The Evidence Does Not Support the Kim Davis Verdict

Feb 28, 2024

Liberty Counsel filed a reply brief this week in Ermold v. Davis to the U.S. District Court of Eastern Kentucky supporting its previous motion to reverse the jury verdict against former Rowan County Kentucky Clerk Kim Davis who was sued by two same-sex couples for not issuing them marriage licenses. The Ermold plaintiffs objected to the motion to reverse the verdict citing their emotional distress justified compensation. However, Liberty Counsel argues there was little evidence to support emotional damages and so the jury’s verdict should be reversed. 

The Ermold plaintiffs asked for $50,000 each in damages and a jury awarded them a total of $100,000. Last December, Judge David Bunning awarded the plaintiffs an additional $246,000 in attorney’s fees and $14,000 in expenses. If the motion is denied, Liberty Counsel will then appeal the case to the Sixth Circuit Court of Appeals. 

The Ermold v. Davis case, along with a second case in Yates v. Davis, both involve a same-sex couple who sued Davis in 2015 following the Supreme Court’s Obergefell v. Hodges decision regarding “same-sex marriage.” During the trial, two juries heard the same evidence and the same arguments in both cases. The jury in the Yates case awarded zero damages because the evidence did not support the awarding of any damages. The plaintiffs in that case originally asked for $300,000 in damages.

However, without any evidentiary support, the Ermold jury reached a verdict of $50,000 for each plaintiff. The evidence presented at trial simply does not support that verdict because there were no lost wages, and they presented no supporting testimony regarding emotional injury. The Ermold jury verdict is unsound, and this case could eventually go to the U.S. Supreme Court and potentially overturn the 2015 case of Obergefell v. Hodges.

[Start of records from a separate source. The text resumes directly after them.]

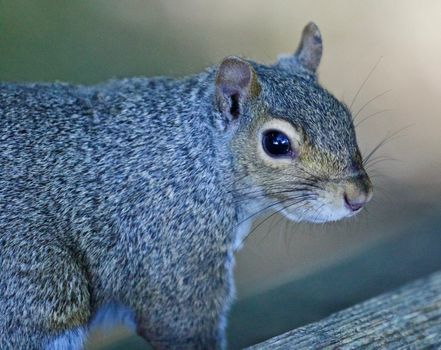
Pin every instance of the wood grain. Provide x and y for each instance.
(407, 318)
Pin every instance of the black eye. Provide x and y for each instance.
(276, 143)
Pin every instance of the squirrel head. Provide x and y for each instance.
(293, 143)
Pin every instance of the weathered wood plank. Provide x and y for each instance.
(408, 318)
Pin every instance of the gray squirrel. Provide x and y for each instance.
(133, 195)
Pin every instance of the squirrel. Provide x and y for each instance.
(133, 195)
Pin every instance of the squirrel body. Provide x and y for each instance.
(133, 193)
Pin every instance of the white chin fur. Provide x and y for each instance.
(323, 215)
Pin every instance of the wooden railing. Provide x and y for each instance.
(407, 318)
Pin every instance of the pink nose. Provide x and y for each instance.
(356, 202)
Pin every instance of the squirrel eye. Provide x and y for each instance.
(276, 143)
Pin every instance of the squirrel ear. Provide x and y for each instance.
(308, 53)
(236, 82)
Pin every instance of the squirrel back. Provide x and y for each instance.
(137, 192)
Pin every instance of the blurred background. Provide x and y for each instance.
(384, 54)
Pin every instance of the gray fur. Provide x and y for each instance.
(127, 193)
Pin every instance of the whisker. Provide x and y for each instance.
(369, 101)
(383, 142)
(373, 115)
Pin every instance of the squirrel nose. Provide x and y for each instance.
(356, 201)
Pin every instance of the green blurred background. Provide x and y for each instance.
(287, 275)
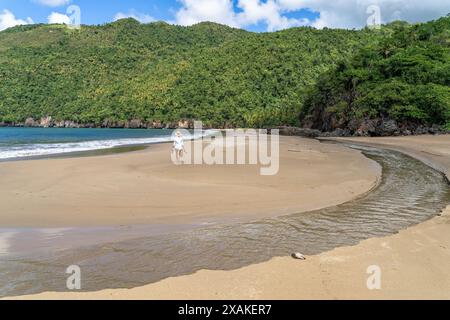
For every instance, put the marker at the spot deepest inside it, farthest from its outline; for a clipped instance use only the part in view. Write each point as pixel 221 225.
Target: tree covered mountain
pixel 394 85
pixel 160 73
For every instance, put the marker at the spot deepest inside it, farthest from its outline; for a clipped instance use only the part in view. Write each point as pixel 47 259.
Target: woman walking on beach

The plaintiffs in Ermold asked for damages alleging that David Ermold was terminated from the University of Pikeville because of the Kim Davis case. During the trial, the Human Resource Director testified that was not true and that Ermold’s position was downsized along with other positions. The Ermold plaintiffs then changed gears during the trial to allege they should receive damages for hurt feelings. But they presented no evidence to support this allegation.

The Ermold case should never have gone to the jury. Judge Bunning also improperly allowed questions concerning whether any potential juror had religious or moral objections to “same-sex marriage.” The judge overruled Liberty Counsel’s objection, and that permitted the plaintiffs to exclude all jurors that have religious beliefs and those who had objections to “same-sex marriage.” That question essentially excluded jurors based on religion, which is unlawful under current legal precedent and federal law.

Liberty Counsel argues that Davis should not be liable for any damages because she was entitled to a religious accommodation from issuing marriage licenses under her name and authority that conflicted with her religious beliefs. In December 2015, when newly elected Republican Governor Matt Bevin took office, he granted religious accommodation to all clerks by Executive Order. Then in April 2016, the legislature unanimously granted religious and conscience accommodation to all clerks from issuing marriage licenses that conflict with their religious beliefs.

Liberty Counsel Founder and Chairman Mat Staver said, “The evidence does not support the verdict. The Yates jury heard the same evidence and awarded zero damages. Because of Kim Davis, every clerk in Kentucky now has the freedom to serve without compromising their religious convictions and conscience. If this case remains wrongly decided, it has the potential to overturn Obergefell v. Hodges and extend the same religious freedom protections beyond Kentucky to the whole nation.